Логин Загаржецкий, сотник валковский
Хлеб наш насущный даждь нам днесь…
Язык тяжко ворочался в пересохшем колодце рта. Впервые в жизни, впервые в буйной и бурной, как высверк шабли над головой, жизни сотника Логина он не мог дочитать отче наш до конца.
Впервые.
И кому сказать! — из-за распроклятого жида-христопродавца!
— …остави нам долги наши, яко же оставляем мы должникам нашим…
Ну глянь! глянь в лицо черкасу, иуда!
Возьмись за крыж! Брезгуешь?! Ведь добрая шабля, с пышного бунчук-паши боем взята, есаул Ондрий не всякому доверит, мне — и то промедлил, старый рубака!
Я ж тебя насквозь вижу, песий сын… сам стольких в куски пошматовал, что и на исповеди не рассказать, иной раз от дюжины не знаю как отмахивался, а от тебя, Душегубец, впору и не отмахнуться! Славно ты моих Черкасов пластал там, на панской лестнице, Мацапуру-упыря собой закрывая! Вовек не забыть, на Страшном Суде — и то вместо грехов иное припомню: днепровский рыбак щуку-матку скучней пластает, чем Юдка — черкасов-реестровцев…
Дерись, тварюка!
— …не введи нас во искушение, но избавь нас от лукавого… Хотел сказать «аминь» — ан с первого раза не сложилось. Бульканье горлом, и весь тебе «аминь». Словно горелка из опрокинутой бутыли.
— Батька! Батька!
Дрогнула земля. Черной кипенью подернулось небо.

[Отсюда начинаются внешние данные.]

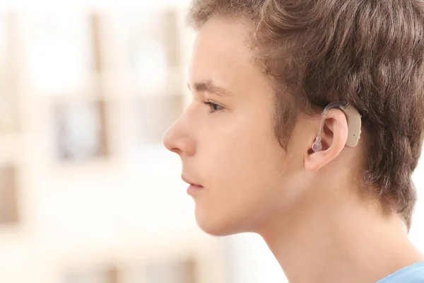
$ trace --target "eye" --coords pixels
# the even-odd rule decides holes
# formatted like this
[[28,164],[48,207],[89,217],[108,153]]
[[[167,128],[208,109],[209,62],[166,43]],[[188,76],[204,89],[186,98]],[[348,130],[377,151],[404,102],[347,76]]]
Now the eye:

— Батька! Чуешь меня? Чуешь?
Пронзительный вопль ворвался в уши. Аж мурашки по спине. Нелюдской, вражий голос; а вслушаешься — дитя блажит. Малое дитя, кому не батьку выкрикивать на крыльце пекла запредельного, а на лозе оструганной по двору гарцевать. Такое ночью в теплой хате приснится — в ледяном поту кинешься в сени, долго будешь воду из кринки хлебать, заливая грудь… Да только всякого навидался Логин, сотник валковский, по сей геенне Порубежной всласть наездился, чтоб от дурных воплей за спиной кочерыжкой ежиться.
Хватит.
И поползла, шипя по-гадючьи, верная «ордынка» из ножен.

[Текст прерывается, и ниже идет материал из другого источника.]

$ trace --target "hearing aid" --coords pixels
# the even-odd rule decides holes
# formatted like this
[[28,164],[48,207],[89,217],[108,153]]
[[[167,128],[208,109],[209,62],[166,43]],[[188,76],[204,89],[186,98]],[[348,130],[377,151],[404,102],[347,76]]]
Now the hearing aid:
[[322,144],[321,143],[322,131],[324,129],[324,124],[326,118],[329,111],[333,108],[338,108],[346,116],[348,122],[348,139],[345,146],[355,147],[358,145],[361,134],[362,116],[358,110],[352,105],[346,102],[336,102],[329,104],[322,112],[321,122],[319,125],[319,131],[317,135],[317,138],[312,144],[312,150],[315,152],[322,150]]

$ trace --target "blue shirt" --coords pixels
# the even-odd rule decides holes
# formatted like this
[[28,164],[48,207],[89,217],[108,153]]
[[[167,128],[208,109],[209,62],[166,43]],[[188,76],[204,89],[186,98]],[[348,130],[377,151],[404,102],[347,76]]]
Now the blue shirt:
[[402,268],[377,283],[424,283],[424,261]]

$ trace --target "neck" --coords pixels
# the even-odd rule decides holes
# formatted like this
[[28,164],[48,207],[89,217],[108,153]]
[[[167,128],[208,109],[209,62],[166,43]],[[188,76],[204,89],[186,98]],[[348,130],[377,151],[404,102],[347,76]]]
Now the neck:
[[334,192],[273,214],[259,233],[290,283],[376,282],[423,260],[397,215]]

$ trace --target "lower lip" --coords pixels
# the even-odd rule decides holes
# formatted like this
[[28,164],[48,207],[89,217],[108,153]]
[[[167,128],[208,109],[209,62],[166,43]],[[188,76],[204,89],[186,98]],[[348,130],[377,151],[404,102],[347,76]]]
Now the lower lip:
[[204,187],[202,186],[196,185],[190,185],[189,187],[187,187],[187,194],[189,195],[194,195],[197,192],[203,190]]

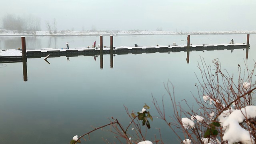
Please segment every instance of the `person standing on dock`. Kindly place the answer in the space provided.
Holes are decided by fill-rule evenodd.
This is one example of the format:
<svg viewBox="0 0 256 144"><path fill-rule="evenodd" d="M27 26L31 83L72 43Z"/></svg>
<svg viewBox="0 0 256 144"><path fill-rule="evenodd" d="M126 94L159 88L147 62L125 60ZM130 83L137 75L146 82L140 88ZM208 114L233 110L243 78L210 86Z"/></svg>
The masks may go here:
<svg viewBox="0 0 256 144"><path fill-rule="evenodd" d="M95 47L96 47L96 41L95 41L94 43L93 43L93 46L94 46L94 48L95 48Z"/></svg>
<svg viewBox="0 0 256 144"><path fill-rule="evenodd" d="M69 42L67 42L67 43L66 43L67 45L67 50L68 50L69 49L69 47L68 46L68 43Z"/></svg>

Авось в клинке больше гордости осталось, чем в хозяине неприкаянном, сменявшем душу на дочку, честь на кровь, славу черкасскую на скитания горемычные — и загубившем все сразу.
Выручай, невестушка!
— Батька! Да где ж ты?! чуешь ли?! — бешеной метелью взвился зов. Чорт тебе батька, горлопан! — в пекле ищи, не здесь!.. Накликал.
Встал чорт меж жидом и черкасом.
Сам длинный, черный, нос крючком; глазищи, прости Господи, лампадами горят — узкие, нелюдские, от висков к самому переносью.